Аннета усадила Томасу пить чай с печеньем и обо всем расспросила. Но, как обычно, с отсутствующим видом и неконкретно, а потом, не дослушав, вскрикнула: конечно же они немедленно должны переехать к ней, хотя… Что «хотя» – Аннета не продолжила, задумалась надолго, побрякивая ложечкой о чашку. Томаса молчала, не зная, то ли ей идти домой, то ли ждать отказа. В комнату заглянул довольно взрослый кадет, сын тети Аннеты. Ее муж – ныне покойный – был военным и на учениях как-то случайно ранил себя и долго мучился, болел, а жена его, тетя Аннета, ездила по странам и городам. Томаса знала Колю, их сына, он приезжал сюда из Петрограда на каникулы. Аннета оживилась, увидев Колю, и сказала ему, что он сейчас же пойдет проводить Томасу и все они славно будут жить здесь. Что-то ей пришло в голову, о чем она не сообщила, но как-то очень порадовалась этим мыслям.

Коля по дороге сказал Томасе, что он приехал насовсем и что форму свою носит последние дни, потому что за принадлежность к кадетам и за ношение формы будут наказывать, а может быть, и сажать в тюрьму. Так ему сказали знающие люди.

– А вы не боитесь? – спросила Томаса довольно презрительно, потому что заподозрила, что кадет просто хвастается. На это Коля заявил, что нисколько, но обещал маме снять форму, потому что она после смертельного ранения отца боится всего. Это Коля просто выдумал, Аннета ни за кого и ни за что не боялась, ей было все все равно, и – как это ни прискорбно сообщать – даже смерть мужа ее не очень тронула. Но Коле хотелось показать ее в наилучшем свете и так, чтобы она была похожа на обычную мать, которая волнуется, переживает, и еще: сам он испытывал некоторую довольно сильную робость в отношении событий, хотя событий особых, как видите, не было.

В доме Болингеров уже заканчивались сборы. Зинаида Андреевна сидела в кресле и распоряжалась с видом одновременно страдалицы и императрицы. Юлиус с какой-то вечной теперь сияющей полуулыбкой стоял над нею с жакетом и шалью, но она все отдавала приказания. Но наконец и это решилось.

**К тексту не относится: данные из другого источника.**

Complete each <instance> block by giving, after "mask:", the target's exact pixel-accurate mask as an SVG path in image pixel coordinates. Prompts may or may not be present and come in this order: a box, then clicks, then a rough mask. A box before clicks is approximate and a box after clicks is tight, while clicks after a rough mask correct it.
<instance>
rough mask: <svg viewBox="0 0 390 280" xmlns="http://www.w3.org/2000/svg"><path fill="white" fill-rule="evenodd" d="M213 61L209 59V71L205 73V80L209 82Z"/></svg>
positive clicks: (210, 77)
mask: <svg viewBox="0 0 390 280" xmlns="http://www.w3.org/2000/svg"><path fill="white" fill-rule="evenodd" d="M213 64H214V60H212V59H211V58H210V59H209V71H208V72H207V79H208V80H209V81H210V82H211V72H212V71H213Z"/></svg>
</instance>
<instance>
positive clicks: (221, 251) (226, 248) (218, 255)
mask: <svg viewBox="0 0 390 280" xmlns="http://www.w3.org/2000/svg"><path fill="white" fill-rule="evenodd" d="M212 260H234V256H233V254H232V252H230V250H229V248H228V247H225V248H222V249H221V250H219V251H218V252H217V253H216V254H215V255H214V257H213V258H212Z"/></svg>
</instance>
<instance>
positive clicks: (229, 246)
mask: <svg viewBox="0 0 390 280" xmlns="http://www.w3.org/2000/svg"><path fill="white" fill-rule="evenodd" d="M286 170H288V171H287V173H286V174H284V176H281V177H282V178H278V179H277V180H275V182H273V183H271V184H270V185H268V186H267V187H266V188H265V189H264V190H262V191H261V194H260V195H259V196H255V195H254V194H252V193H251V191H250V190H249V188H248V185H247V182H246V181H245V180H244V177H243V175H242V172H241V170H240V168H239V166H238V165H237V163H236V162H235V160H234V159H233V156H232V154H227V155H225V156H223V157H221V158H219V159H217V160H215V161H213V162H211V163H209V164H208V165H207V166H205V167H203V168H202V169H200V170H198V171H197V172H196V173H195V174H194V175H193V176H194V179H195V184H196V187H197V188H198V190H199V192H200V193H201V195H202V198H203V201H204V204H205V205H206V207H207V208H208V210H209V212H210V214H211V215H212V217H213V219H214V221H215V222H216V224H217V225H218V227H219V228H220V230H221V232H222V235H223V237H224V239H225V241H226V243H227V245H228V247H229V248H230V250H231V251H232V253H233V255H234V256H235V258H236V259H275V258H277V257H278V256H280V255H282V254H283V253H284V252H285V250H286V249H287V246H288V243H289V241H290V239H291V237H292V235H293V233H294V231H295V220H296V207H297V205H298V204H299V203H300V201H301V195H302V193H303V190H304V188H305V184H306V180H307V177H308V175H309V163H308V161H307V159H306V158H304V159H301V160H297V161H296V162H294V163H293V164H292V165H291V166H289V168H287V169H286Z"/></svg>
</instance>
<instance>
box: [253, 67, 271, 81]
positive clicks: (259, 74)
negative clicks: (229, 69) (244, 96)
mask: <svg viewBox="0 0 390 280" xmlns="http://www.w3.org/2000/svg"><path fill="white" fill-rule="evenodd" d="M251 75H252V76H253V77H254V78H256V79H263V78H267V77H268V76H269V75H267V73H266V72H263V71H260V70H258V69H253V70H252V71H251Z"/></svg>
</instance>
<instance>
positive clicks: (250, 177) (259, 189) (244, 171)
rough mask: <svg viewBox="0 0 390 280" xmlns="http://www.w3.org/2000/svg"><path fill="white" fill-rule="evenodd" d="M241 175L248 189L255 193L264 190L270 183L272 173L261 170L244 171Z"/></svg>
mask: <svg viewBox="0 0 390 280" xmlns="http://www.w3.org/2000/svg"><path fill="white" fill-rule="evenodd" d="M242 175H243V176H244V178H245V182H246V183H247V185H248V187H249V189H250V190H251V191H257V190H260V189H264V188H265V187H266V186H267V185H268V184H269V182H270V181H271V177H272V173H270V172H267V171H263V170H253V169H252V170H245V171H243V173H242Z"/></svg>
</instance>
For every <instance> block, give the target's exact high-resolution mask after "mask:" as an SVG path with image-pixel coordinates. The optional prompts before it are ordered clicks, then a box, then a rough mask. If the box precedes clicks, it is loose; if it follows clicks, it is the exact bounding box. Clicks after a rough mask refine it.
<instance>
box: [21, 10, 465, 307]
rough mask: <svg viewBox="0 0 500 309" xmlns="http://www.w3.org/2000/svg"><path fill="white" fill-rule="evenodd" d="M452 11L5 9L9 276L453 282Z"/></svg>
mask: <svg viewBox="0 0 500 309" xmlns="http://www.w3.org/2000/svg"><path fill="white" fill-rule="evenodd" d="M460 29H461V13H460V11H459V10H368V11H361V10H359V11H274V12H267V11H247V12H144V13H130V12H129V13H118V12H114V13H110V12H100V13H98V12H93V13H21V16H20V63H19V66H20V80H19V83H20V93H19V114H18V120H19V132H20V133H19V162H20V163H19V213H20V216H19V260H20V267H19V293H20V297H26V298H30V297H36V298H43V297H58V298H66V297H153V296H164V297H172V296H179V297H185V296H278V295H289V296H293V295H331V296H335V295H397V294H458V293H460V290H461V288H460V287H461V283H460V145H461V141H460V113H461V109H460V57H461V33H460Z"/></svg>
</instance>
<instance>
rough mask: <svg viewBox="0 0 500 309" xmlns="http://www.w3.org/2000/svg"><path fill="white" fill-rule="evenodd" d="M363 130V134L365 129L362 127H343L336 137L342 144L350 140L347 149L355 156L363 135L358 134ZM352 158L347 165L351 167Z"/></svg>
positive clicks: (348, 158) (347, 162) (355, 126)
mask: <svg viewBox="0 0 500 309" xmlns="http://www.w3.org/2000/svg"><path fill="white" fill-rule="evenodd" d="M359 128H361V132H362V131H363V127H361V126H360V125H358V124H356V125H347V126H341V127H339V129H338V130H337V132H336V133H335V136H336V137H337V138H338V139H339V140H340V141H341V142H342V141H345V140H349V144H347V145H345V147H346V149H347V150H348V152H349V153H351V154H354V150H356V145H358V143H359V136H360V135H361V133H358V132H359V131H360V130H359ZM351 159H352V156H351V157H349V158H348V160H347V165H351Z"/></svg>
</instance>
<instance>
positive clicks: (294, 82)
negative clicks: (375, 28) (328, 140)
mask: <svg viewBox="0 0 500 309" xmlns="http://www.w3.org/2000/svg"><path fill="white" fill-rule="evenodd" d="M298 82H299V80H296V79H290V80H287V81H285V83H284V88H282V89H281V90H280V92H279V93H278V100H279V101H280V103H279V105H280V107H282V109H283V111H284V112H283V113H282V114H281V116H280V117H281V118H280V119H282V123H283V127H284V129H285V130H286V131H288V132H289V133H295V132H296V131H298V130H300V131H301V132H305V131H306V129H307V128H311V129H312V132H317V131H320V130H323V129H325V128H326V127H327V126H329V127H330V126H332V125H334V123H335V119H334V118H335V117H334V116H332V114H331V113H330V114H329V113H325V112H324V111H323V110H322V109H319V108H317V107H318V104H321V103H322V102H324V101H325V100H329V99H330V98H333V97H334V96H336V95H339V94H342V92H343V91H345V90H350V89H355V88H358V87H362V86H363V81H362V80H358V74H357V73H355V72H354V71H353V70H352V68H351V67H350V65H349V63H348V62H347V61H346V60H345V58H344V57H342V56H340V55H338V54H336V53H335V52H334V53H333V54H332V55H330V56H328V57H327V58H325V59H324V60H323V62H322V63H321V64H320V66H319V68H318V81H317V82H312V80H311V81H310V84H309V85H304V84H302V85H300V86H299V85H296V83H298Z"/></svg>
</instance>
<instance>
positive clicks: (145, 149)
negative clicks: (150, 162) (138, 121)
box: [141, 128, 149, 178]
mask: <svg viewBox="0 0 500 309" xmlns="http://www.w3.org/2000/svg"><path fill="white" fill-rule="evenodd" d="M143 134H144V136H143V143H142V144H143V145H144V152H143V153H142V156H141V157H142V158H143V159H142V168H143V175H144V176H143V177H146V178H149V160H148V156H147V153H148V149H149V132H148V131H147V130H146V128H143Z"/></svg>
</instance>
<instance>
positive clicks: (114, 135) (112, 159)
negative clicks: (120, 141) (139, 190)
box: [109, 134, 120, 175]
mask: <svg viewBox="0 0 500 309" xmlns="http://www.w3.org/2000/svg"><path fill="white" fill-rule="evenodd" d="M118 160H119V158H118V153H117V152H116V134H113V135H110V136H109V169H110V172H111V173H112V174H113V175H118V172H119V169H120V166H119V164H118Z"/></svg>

Когда же собрались совсем уходить, поняли, что нет Эвангелины. Ее не видно было давно, и на вешалке не обнаружили ее пальтишка и шапочки. Томаса стала припоминать весь день, и ей казалось, что Эва все время была дома. Зинаида Андреевна разволновалась и стала лихорадочно – непоследовательно, как и все, что она сегодня делала и говорила – развязывать узлы. Она заявила, что без Эвы никуда не тронется. Не ночью же явится Эва. Зинаиду Андреевну неясно тяготил этот необъясненный и необъяснимый уход. Отсутствие. А Томаса внезапно, как вообще сегодня, прозренчески подумала, что Эва ушла нарочно. Ускользнула из дома, как змея. Сбежала от них. Томаса не задумалась – куда могла сбежать Эва. Был важен факт предательства. Томаса стала мучиться своим прозрением, но ничего не говорила, давая Эве и себе шанс быть оправданной: сейчас Эва ворвется домой и скажет, что ходила, к примеру, в аптеку. Все-таки должно у Эвы быть сердце.

Томаса считала, что Эву ждать не надо, пусть, пусть она прибежит сюда, и увидит темные окна, и напугается, и станет разыскивать их по всем знакомым. Томаса помнила, как совсем недавно (так давно!) Эва долго просидела у гимназической подруги и папочка решил ее напугать: они все спустились в магазин и слышали там, как бегала Эва по дому, как дробью стучали ее каблучки и раздавался жалобный слабый вниз голос: мама! Тома!